As is most service areas, “the job’s not done until the paperwork’s done.” In the case of therapy service provided in skilled-care facilities, this means the provider therapist must provide sufficient documentation to the Centers for Medicare and Medicaid Services to meet requirements for payment.
Documentation plays a critical role in explaining the need for Medicare therapy services and justification on the use of the exceptions process. Therapy providers are required to provide documented reports of each patient’s initial evaluation, diagnosis, prognosis, and plan of care; added documentation covers followup visits, reexamination, and subsequent discharge.
Documentation should also include objective measures of the patient's improvement as a means to justify therapy services above the cap. Because documentation is usually reviewed by Medicare contract nurses, rather than therapists, it should not be assumed that the reviewer will understand why the service requires the skill of a therapist. Providers must be careful to ensure that documentation is legible, relevant, and sufficient to justify the services billed.
The Centers for Medicare and Medicaid Services (CMS) states that therapy services shall be payable when the medical record and the information on the claim form consistently and accurately report covered therapy services. Documentation must comply with all legal/regulatory requirements applicable to Medicare claims. CMS outlines its minimal documentation requirement in the Medicare Benefit Policy Manual Publication, 100-02, Chapter 15, Section 220.3. Also available is a guide to educate providers on common documentation errors for outpatient rehabilitation therapy services.
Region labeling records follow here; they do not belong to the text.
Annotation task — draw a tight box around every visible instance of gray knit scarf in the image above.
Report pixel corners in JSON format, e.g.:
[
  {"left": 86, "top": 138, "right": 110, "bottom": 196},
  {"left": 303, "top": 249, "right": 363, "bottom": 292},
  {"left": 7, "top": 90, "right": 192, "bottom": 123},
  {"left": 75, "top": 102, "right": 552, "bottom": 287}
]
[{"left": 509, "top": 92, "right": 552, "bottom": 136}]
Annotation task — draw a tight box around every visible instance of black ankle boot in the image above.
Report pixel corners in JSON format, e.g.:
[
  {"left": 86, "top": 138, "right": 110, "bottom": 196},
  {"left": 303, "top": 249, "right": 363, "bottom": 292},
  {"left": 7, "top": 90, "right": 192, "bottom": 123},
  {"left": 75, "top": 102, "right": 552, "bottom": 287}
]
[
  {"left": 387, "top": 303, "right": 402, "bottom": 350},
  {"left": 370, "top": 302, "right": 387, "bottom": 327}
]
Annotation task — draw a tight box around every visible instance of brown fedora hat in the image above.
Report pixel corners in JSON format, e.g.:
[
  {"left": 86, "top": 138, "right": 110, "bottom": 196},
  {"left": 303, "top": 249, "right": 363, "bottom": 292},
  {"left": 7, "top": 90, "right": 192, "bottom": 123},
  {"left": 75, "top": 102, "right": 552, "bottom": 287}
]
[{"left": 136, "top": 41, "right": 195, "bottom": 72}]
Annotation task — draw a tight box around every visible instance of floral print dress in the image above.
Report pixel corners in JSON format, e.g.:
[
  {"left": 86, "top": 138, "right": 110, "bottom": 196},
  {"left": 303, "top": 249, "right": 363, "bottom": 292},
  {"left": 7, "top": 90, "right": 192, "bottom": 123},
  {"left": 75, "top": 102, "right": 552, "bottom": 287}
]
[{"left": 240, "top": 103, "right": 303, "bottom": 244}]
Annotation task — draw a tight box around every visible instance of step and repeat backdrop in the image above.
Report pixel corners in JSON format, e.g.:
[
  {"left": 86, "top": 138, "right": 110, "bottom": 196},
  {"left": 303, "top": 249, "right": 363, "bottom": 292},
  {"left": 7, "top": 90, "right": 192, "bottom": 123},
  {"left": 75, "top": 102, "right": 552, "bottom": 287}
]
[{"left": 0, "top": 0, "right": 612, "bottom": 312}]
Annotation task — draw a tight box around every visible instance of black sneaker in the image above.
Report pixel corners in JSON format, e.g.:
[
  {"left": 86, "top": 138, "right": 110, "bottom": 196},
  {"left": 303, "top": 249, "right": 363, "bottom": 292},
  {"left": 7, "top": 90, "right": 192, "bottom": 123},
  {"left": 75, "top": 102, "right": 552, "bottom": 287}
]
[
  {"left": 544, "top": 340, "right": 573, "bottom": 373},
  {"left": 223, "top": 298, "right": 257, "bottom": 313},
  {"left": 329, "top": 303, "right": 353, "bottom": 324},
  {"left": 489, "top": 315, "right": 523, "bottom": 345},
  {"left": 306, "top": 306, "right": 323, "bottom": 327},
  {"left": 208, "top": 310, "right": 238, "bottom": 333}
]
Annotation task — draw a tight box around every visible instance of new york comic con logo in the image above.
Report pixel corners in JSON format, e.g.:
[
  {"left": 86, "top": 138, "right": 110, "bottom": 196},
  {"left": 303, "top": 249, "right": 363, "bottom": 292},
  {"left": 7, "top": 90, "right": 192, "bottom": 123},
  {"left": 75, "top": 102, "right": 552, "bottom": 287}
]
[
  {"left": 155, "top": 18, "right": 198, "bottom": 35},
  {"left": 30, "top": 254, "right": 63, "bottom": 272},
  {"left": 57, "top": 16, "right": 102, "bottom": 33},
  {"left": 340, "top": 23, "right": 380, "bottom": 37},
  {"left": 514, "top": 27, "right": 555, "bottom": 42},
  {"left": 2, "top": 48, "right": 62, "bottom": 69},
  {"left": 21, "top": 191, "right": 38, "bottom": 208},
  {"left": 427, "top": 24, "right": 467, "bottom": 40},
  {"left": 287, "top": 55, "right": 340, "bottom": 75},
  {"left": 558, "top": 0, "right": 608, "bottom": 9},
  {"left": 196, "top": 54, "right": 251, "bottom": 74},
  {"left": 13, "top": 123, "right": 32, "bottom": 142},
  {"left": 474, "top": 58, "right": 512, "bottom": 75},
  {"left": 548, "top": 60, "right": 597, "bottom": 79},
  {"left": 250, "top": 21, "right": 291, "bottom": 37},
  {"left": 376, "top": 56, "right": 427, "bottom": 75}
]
In general, Medicare requires that therapy services are of appropriate type, frequency, intensity, and duration for the individual needs of the patient. Documentation should:
- Establish the variables that influence the patient's condition, especially those factors that influence the clinician's decision to provide more services than are typical for the individual's condition.
- Establish through objective measurements that the patient is making progress toward goals. CMS is aware that regression and plateaus can happen during treatment, and recommends that the reasons for lack of progress be noted and the justification for continued treatment be documented if treatment continues after regression or plateaus.
The following types of documentation of therapy services are expected to be submitted in response to any contractor request for documentation, unless otherwise specified. The timelines are minimum requirements for Medicare payment.
Evaluation: The initial evaluation, or the plan of care including an evaluation, should document the necessity for a course of therapy through objective findings. Evaluation shall include a diagnosis (where allowed by state and local law) and description of the specific problem(s) to be evaluated and/or treated; a Plan of Care consistent with the related evaluation; Progress Reports at least every 10 days to provide justification for the medical necessity of treatment; and discharge documentation that includes all treatment provided since the last progress report and indicates that the therapist reviewed the notes and agrees to the discharge.
All documentation must include adequate identification of the patient/client and the physical therapist or physical therapist assistant. The patient's/client's full name and identification number, if applicable, must be included on all official documents .All entries must be dated and authenticated with the provider's full name and appropriate designation.
Documentation must be authenticated, depending on the level of the therapist (skilled, assistant, student, etc.), by properly certified persons and should include indication of no-shows and cancellations.